Torlakson’s secretary, Cindy Quiralte, was sympathetic to the group’s concerns but also emphasized the benefits of current standards.
“[Curriculum changes should] keep in mind the grade-level appropriateness of content and to highlight not just the challenges and abuses of the past, but the ways that Americans of all backgrounds have fought to preserve the high ideals that our nation was founded upon,” Quiralte said.
The club, founded at the beginning of the 2014-2015 school year by alumnus Vishnu Bachani ‘15, meets weekly to discuss topics ranging from ecohumanism to post-colonial American foreign policy in a club setting.

courtesy Vishnu Bachani

The club also sent out a press release one week before the letter, which notified local news organizations that the letter would be delivered on May 6.
Following the release of the letter, local news organizations responded by covering the group, including CBS Local, the San Jose Mercury News, and the Los Altos Town Crier.

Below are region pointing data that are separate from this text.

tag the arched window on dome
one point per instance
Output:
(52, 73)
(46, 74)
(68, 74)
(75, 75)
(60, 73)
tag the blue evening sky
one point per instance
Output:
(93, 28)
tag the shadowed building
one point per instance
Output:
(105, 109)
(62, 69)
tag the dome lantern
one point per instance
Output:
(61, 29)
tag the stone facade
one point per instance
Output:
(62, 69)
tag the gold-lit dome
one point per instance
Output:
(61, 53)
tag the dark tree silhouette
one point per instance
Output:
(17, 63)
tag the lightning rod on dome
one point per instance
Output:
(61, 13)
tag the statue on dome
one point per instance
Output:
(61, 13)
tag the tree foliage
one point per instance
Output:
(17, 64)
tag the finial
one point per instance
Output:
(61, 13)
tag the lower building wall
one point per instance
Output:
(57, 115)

The club’s members include Bachani, alumna Elizabeth Kristian ‘15, junior Keith Osterheld, senior Eli Colbert and club adviser and social studies teacher Seth Donnelly. They began their research process in October and finished in early March.
The 631-word letter argues that current history standards erase violence against black and indigenous populations. It also calls attention to a lack of citations in state sponsored materials and suggests that the state commission progressive historians, to modify the curriculum in order to add differing viewpoints and reduce bias.

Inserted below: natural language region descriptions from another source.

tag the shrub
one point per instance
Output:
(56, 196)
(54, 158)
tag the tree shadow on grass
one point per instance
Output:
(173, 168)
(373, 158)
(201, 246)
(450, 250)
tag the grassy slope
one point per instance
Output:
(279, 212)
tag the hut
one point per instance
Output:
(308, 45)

Finally, the group requested a meeting with Tom Torlakson to discuss the changes.
“As a student and tutor I believe that… each student must be encouraged to research, criticize and examine the world from multiple viewpoints,” Kristian said in the press release. “By teaching history in a way that promotes the acceptance of a singular, one-dimensional canon, [students] lose that invaluable opportunity.”left guild2
Inspired by the 1995 work “Lies My Teacher Told Me,” by historian and sociologist James Loewen, the letter goes on to list topics that it argues state standards have underrepresented, including the genocide of Native Americans, American imperialism and the racial undertones of the “War on Drugs.”

Even though many members of the group will be attending separate colleges in the coming school year, they are continuing their mission to make California history standards more progressive.
“Ideally, the standards should be revised so that they take into account all perspectives rather than just the historically dominant or favorable ones,” Bachani said. “It will be difficult with all the bureaucracy involved.”